Antonias“ stürmische Botschaft

Von Lena Kelm

Auf meinem Balkon tobt „Antonia“. Tannenzweige und Nadeln fliegen durch die Luft. Ich beobachte den dritten Sturm in dieser Woche vom Sofa aus, im warmen Raum. Und freue mich, nein, nicht über den Sturm, der viel Schaden anrichtet und sogar Menschenleben kostet. Ich muss heute nicht zur Arbeit! Mein Kollege Ralf bat mich, den Dienst zu tauschen, er ist jetzt unterwegs. Auch er ist nicht mehr der Jüngste und Antonia keine nette Frau, die ihm begegnet. Wünsche ihm in Gedanken einen guten Weg. Abends soll der Sturm nachlassen, dann wird er außer Gefahr sein.

Mein Telefon klingelt. Ralf meldet sich. Ich ahne Schlimmes.

„Du glaubst nicht, was mir passiert ist“, sagt Ralf.

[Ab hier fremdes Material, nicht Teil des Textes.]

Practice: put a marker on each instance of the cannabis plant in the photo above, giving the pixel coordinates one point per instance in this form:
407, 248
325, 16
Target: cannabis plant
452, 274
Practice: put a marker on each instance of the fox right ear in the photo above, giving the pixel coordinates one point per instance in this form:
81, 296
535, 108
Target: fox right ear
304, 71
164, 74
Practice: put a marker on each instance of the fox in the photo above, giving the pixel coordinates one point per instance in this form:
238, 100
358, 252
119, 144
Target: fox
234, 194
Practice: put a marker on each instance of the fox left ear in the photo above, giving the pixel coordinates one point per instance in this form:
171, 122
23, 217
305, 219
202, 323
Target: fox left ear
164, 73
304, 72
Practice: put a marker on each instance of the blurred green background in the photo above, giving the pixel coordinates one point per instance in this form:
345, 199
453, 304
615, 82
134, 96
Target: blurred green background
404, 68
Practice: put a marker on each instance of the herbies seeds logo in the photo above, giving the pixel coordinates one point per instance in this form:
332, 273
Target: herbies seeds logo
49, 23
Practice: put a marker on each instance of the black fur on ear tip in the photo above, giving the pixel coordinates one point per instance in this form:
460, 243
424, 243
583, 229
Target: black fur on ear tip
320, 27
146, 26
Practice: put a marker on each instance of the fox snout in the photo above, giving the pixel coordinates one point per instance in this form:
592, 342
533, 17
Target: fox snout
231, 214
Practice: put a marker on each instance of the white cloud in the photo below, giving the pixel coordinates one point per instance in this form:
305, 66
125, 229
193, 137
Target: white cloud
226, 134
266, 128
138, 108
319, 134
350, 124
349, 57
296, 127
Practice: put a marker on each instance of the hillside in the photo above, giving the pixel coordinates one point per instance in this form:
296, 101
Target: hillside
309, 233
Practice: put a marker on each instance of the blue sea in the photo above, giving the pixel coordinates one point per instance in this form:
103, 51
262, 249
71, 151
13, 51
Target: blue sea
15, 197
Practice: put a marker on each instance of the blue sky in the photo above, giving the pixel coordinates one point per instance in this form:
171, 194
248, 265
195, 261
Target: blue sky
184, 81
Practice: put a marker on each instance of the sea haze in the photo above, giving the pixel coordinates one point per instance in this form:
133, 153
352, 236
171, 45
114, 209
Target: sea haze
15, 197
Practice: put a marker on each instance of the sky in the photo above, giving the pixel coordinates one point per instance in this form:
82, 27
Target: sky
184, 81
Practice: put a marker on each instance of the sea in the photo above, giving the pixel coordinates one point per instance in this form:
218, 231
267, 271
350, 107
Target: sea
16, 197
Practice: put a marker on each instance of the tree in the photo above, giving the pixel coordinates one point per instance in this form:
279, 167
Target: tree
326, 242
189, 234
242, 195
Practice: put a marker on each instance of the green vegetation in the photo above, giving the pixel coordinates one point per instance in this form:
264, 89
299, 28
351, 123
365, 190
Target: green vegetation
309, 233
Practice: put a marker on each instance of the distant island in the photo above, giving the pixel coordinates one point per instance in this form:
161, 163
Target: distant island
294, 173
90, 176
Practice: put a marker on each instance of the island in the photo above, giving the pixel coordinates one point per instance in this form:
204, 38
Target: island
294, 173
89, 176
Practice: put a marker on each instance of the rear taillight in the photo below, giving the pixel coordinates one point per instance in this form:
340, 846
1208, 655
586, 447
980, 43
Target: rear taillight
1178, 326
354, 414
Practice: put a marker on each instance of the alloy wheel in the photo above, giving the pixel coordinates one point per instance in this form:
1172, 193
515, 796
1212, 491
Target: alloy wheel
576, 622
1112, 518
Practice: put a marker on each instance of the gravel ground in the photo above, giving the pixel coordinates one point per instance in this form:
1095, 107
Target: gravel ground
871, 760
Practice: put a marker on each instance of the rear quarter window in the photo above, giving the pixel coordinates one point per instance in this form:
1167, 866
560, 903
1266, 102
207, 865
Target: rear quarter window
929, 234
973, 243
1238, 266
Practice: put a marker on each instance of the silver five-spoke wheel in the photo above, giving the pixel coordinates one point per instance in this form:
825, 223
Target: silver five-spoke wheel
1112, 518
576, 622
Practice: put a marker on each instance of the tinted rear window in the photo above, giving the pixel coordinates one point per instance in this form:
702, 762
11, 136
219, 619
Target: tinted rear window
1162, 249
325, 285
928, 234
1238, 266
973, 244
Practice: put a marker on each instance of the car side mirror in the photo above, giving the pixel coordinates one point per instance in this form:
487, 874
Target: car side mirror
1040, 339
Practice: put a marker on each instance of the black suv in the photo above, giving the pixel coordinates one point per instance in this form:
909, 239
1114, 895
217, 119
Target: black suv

Wurde er von einem Ast getroffen? Meine Phantasie ufert aus. Er aber redet schon weiter in seiner humorvollen Art.

„Stell dir vor, ich steige aus der U-Bahn, gehe wie immer an dem Wachposten der Botschaft vorbei, und der grüßt mich zum ersten Mal! Vielleicht war er froh bei dem Wetter einen Fußgänger zu Gesicht zu bekommen? Dann wirft mich eine Böe um, zwingt mich in die Knie, nirgends kann ich mich festhalten. Plötzlich reißt der Sturm mir die Schirmmütze vom Kopf. Ich sehe noch, wie die immer weiterfliegt. Als ich mich mit Ach und Krach – das hättest du sehen sollen – aufrichte und meiner schönen Mütze nachrenne – pass auf, was passierte – sehe ich mit Schrecken, wie meine Mütze hinter der Mauer der Botschaft verschwindet! Das geht mir durch Mark und Bein, kannst du mir glauben. Meine Mütze ist auf das Territorium eines fremden Landes eingedrungen! Der Wächter ist nicht mehr zu sehen. Ob der mir die Mütze geholt hätte? Ich musste mich beeilen, in zehn Minuten begann meine Schicht. Hoffte nur, heil anzukommen.“

„Mensch, Ralf, zum Glück ist dir nichts passiert!“

„Aber meine Lieblingsmütze ist weg.“

„Deinen Humor hast du aber nicht verloren.“

„Aber die Mütze sehe ich nie wieder“, klagt er.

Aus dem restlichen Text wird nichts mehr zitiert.